# Does anyone here still remember...



## Ether's Bane

...the Salazard's Den fiasco of 2007?

(Good God, what an idiot I was in that...)


----------



## 1. Luftballon

it basically only comes up when you bring it up, I think.


----------



## Autumn

i heard about it but i still have 0 clue what it actually was


----------



## Jolty

i vaguely remember it

i have much clearer memories of the freeziepop/hari nezumi thing and the light mightyena thing though


----------



## Noctowl

The flash was brilliant.
That's all I know about it.


----------



## Butterfree

Altissimo said:


> i heard about it but i still have 0 clue what it actually was


Pretty much this.


----------



## Tailsy

I remember it! I was really dumb then. Woo-hooo, 2007.


----------



## Ether's Bane

Altissimo said:


> i heard about it but i still have 0 clue what it actually was





Butterfree said:


> Pretty much this.


I'll explain.

In 2007, in the wake of the bannings of AgentChronon and Lady-of-Flames, a bunch of us (including LoF) ended up getting REALLY upset about it to the point where we made a thread at the Salazard's Den forum specifically to bash TCoD. (The others involved were creepy_kecleon, Pelipy, and Dragongirl - don't ask how the hell I remember this.) The primary targets were Furret, Altmer, and Shiva64, if I remember correctly. It got so bad that MD (he was a mod there) locked the thread, then made a new thread saying that he was leaving SD because he was so disgusted by what he saw in that thread.

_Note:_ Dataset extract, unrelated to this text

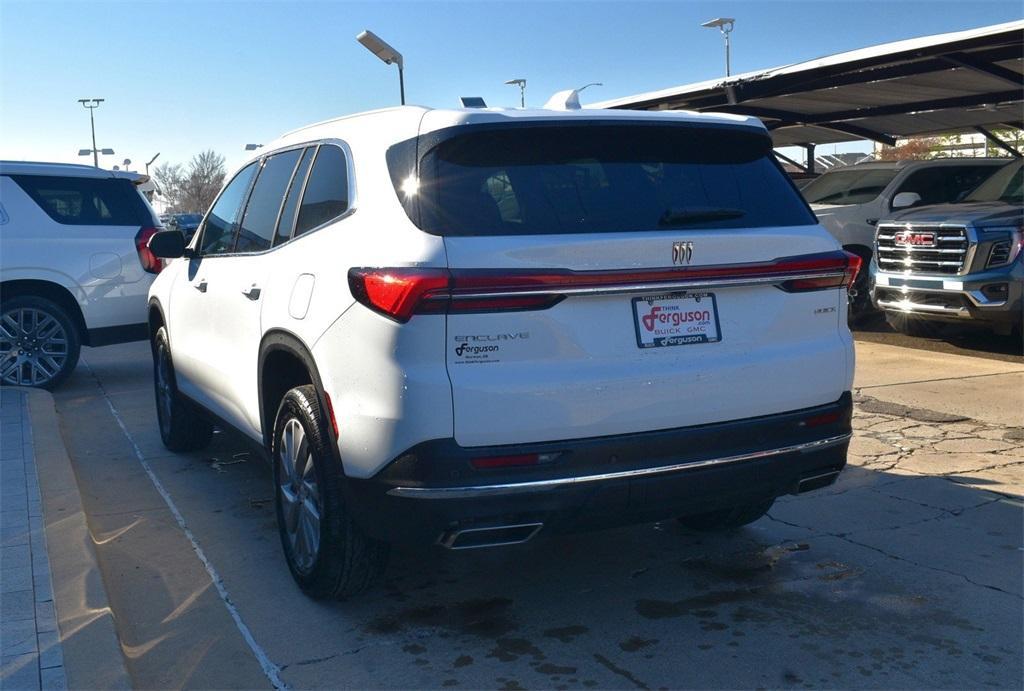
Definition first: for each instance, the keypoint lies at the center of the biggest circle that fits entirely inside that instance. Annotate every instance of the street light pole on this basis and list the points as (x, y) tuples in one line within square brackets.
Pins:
[(386, 53), (92, 104), (521, 83), (724, 25)]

TL;DR: The five of us acted idiotically and caused a major negative point in TCoD history.


----------



## 1. Luftballon

well, I wouldn't go as far as call it a _major_ negative point in tcod history. and I wouldn't think anyone actually thinks of you primarily as one of the people involved in that fracas. people do silly things. it happens. it happened.


----------



## Phantom

Jolty said:


> the light mightyena thing though


Oh boy, the Light Mightyena thing. I remember that. 

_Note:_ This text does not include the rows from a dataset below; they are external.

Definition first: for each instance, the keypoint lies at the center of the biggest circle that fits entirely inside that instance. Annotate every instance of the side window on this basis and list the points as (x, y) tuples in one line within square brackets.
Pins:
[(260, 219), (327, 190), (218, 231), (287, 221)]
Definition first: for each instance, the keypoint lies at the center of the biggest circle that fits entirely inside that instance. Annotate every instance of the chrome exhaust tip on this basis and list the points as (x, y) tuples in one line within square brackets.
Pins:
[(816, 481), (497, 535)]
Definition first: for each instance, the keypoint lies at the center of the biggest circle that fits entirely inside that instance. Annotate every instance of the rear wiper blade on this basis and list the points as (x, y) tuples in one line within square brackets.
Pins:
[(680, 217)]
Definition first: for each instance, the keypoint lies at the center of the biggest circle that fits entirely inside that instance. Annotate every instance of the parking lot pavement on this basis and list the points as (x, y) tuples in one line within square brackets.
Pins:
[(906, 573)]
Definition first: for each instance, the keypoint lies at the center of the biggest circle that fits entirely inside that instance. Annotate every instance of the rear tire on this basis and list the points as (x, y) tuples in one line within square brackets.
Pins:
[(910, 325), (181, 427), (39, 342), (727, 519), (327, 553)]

we are all terrible people

This other thing, no idea, don't remember it.


----------



## ultraviolet

I don't remember any of this! Well, I remember being a mod, because me, Sal and Teeth were buddies, but I don't remember any of this other shit happening. I guess I wouldn't, though. I mean, 2007? I must have been in my late nineties at least. My memory isn't what it used to be... It's actually quite sad. So nowadays I just solve sudokus all day, that's all I can do properly. I'm pretty sure I'm not even logged into my own account. I can't remember my own password. Wait, who are you kids again?

~ Music Dragon, veteran of the Salazard's Den atrocity of 2007


----------



## Phantom

... I'm not sure whether to give MD rep or uv. It's all very confusing.


----------



## kyeugh

Would anyone care to explain the Light Mightyena thing?


----------



## Phantom

I was pretty new back then, and I wasn't there as it was happening, but the thread was/is still around. 

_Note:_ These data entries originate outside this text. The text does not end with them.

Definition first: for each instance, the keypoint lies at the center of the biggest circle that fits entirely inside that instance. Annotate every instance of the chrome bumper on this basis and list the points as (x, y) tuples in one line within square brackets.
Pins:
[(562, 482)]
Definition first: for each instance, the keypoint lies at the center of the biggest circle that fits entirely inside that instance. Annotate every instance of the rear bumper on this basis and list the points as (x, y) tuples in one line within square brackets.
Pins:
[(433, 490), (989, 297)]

Someone else explain, because I came in on the so to say "Butterfree/Nidokingu" era, so I missed it when it was happening. Or at least right before. 

 Can non members still view the invisionfree site?


----------



## Autumn

Phantom said:


> Can non members still view the invisionfree site?


Nope, that's why I lent out my password to a few members looking to see what happened back then.

Mohac: Light Mightyena, who was ~13 although we didn't know that at the time ('we', what am I saying, I joined almost a year later) was dating 18-year-old Nidokingu. Light Mightyena's mother posted a topic on TCoD:



> This is Light's mom here. I want to let you all know that she is far (and I mean *far*) too young to be having emotional issues with an 18 year old boy and I want all pressures along this line to stop now! If they do not she will no longer be permitted to participate in these forums. If any emails arrive to her email address that I feel inappropriate it will be changed.
> 
> Forums of this kind can be a wonderful thing and bring together folks of like mind, but realize that they appeal to a wide range of ages and some things just are not appropriate for the younger members.
> 
> Light's Mom


and everyone on TCoD kind of flipped out. Some insulted Light's mom, but overall everyone kind of dramatically melted and talked about how much they'd miss Light and all this stuff. It was kind of hilarious in retrospect - just how seriously everyone took this post (I mean, Light dating Nidokingu _was_ rather problematic, for some other reasons, but Light's mom was apparently the villain), the amount of drama it stirred up with everyone getting all up in arms about it... I really don't know how else to describe it but _disproportionate._ Well, TCoDers were a lot younger - this was about eight and a half years ago, after all...


----------



## Phantom

Altissimo said:


> Nope, that's why I lent out my password to a few members looking to see what happened back then.


Riiight, I thought I remembered something like that being talked about before, but I don't remember it. I'd offer to let people use my account too, not like it's being used.


----------



## Dar

Eh, I've really only ever been around for one TCoD incident. But reading all of these is rather interesting.


----------



## shadow_lugia

I haven't been around long enough to remember any of these, but one thing I _do_ remember is the GREAT FORUM CRASH of... 2008, maybe? Everyone began to use the guestbook as a forum instead. It was tragic at the time.


----------



## kyeugh

What about Pokémon Ultraton?  I was the idiot in that one. Never going to live that one down.


----------



## ColorBlind

I don't remember the Salazard's Den incident, but I do remember the AgentChronon and Lady-of-Flames fiasco. That was epically hilarious.


> What about Pokémon Ultraton? I was the idiot in that one. Never going to live that one down.


Don't remember this.

I've only been on the forums when they switched to vBulletin. I lurked all the time, so I read a whole bunch of crap. Then the forums crashed and everyone had to register again. xD I still find some dirt to dig up though.


----------